In December, Grochmal said that he’d had a conversation with VIM executive director Ilana Steinhauer, during which she shared the organization’s mission and work.
“I was blown away by how they fill a valuable need in the community, and in the months that followed, I continued to learn more about their amazing work through conversations with community members. This was especially true early in the pandemic. Early in the planning stage for ‘Run 91.01,’ George Floyd was murdered and we felt that it was important to draw attention to the equally valuable and necessary work of the Berkshire NAACP,” he said. “Run 91.01 was also an effort to both collect marketing footage and encourage community members to go and explore all parts of town.

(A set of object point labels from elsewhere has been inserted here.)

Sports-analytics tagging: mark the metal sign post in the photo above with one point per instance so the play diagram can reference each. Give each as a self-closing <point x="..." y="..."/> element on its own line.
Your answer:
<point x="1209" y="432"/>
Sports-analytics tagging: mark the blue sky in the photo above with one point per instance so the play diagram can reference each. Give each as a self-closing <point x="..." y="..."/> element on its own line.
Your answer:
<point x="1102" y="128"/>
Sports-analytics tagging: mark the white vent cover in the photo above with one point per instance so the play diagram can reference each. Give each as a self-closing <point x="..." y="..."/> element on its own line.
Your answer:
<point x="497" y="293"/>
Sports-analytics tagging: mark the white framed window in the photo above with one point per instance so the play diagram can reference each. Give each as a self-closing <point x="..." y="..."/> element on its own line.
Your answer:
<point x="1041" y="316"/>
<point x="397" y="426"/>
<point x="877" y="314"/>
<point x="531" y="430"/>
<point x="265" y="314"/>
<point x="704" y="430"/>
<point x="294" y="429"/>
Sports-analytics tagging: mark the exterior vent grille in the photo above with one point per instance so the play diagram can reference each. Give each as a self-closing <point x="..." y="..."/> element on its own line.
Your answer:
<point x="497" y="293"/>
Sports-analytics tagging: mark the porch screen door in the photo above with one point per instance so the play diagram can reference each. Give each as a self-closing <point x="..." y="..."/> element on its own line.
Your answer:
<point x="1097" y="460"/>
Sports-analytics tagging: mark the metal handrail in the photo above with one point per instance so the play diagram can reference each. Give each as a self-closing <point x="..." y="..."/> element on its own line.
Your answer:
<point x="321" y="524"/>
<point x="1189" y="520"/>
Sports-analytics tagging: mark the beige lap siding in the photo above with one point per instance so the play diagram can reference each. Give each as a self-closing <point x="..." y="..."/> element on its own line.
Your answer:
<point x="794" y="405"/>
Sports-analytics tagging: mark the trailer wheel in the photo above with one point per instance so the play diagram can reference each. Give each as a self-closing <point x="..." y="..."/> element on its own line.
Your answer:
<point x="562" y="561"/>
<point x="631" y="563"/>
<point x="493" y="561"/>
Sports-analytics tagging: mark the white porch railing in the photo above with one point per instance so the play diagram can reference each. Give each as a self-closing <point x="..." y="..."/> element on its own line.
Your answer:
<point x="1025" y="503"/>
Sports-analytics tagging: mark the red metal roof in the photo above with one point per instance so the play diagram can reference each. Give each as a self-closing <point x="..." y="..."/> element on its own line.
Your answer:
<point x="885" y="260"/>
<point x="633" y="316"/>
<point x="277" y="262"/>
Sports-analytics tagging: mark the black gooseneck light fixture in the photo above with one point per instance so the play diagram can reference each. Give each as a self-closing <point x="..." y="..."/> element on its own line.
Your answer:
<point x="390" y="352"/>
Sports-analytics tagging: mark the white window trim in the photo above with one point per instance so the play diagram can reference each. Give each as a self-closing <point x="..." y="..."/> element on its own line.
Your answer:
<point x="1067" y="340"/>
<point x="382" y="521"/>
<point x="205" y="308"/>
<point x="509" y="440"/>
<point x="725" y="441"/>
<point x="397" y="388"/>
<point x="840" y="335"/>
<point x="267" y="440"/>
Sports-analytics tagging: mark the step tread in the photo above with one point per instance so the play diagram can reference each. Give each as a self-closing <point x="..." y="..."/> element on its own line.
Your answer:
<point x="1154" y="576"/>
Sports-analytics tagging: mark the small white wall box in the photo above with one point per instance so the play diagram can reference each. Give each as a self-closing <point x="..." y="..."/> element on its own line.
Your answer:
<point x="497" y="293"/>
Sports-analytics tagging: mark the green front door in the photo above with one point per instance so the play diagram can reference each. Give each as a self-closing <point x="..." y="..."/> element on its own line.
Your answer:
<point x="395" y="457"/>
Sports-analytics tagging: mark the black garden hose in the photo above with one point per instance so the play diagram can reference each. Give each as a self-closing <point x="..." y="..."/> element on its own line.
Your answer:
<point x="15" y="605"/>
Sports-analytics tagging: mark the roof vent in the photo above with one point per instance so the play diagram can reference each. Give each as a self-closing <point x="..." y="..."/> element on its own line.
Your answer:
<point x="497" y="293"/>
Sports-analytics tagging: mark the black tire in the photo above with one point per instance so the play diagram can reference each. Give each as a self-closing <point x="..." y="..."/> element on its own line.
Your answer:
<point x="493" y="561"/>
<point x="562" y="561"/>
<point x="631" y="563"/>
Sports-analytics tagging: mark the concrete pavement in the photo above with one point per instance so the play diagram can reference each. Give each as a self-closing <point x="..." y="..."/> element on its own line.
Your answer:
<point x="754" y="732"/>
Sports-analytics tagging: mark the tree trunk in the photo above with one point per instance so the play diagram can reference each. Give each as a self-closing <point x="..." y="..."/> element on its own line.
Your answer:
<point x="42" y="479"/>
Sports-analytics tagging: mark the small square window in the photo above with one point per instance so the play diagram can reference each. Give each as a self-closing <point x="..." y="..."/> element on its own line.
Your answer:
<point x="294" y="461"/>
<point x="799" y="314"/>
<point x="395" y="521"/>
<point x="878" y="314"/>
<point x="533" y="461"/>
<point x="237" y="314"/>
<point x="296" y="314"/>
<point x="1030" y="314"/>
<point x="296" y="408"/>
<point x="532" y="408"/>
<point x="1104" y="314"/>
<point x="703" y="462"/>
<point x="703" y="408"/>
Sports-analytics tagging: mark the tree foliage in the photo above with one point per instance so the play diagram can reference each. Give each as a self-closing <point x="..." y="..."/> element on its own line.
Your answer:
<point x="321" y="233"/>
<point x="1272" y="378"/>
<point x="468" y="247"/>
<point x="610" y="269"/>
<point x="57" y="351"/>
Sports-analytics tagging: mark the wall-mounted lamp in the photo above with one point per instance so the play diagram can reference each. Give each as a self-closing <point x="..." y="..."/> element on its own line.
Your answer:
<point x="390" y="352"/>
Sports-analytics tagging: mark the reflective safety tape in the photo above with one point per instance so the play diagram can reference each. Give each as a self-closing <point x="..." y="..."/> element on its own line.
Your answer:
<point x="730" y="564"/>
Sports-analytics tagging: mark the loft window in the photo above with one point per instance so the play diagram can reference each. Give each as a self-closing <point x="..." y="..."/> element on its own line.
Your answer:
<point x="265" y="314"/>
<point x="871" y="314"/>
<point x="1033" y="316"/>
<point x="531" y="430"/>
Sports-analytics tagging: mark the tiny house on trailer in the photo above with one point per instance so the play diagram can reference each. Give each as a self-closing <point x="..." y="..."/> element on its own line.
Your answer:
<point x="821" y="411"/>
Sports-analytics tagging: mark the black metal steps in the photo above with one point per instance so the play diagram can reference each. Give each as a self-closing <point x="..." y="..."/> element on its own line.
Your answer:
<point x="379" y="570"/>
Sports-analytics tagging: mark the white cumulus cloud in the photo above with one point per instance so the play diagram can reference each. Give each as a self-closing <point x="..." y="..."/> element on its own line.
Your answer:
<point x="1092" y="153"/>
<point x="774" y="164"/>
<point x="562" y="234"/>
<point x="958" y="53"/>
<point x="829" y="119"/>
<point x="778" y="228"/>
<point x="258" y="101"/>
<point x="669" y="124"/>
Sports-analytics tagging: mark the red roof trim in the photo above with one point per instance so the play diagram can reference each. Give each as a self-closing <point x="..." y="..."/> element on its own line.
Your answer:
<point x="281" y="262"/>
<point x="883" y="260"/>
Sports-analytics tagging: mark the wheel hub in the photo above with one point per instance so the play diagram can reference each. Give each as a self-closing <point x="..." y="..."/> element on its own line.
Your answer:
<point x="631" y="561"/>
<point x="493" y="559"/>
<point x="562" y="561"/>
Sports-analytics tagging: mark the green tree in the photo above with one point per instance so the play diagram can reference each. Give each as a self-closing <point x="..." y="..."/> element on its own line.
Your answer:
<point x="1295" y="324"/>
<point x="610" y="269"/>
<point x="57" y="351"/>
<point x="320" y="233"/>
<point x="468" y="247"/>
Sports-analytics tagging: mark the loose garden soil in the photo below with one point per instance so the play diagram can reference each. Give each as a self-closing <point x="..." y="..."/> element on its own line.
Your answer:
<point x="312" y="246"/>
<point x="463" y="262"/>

This initiative was a celebration of community, similar to many of our other projects from Pandemic Poetry to GB S.A.F.E. to the Great 8.”
Grochmal ended up completing the run — approximately 107 miles — over the course of eight days. The run raised $1,131 that will be split between VIM and NAACP Berkshires.
At this point, Grochmal said, the town is planning on operating @GBLabs for the foreseeable future. All of the fellows in the group will continue to work for either the lab or the town.
“We already have some great new projects that we are hoping to launch in the coming weeks and months!” said Grochmal.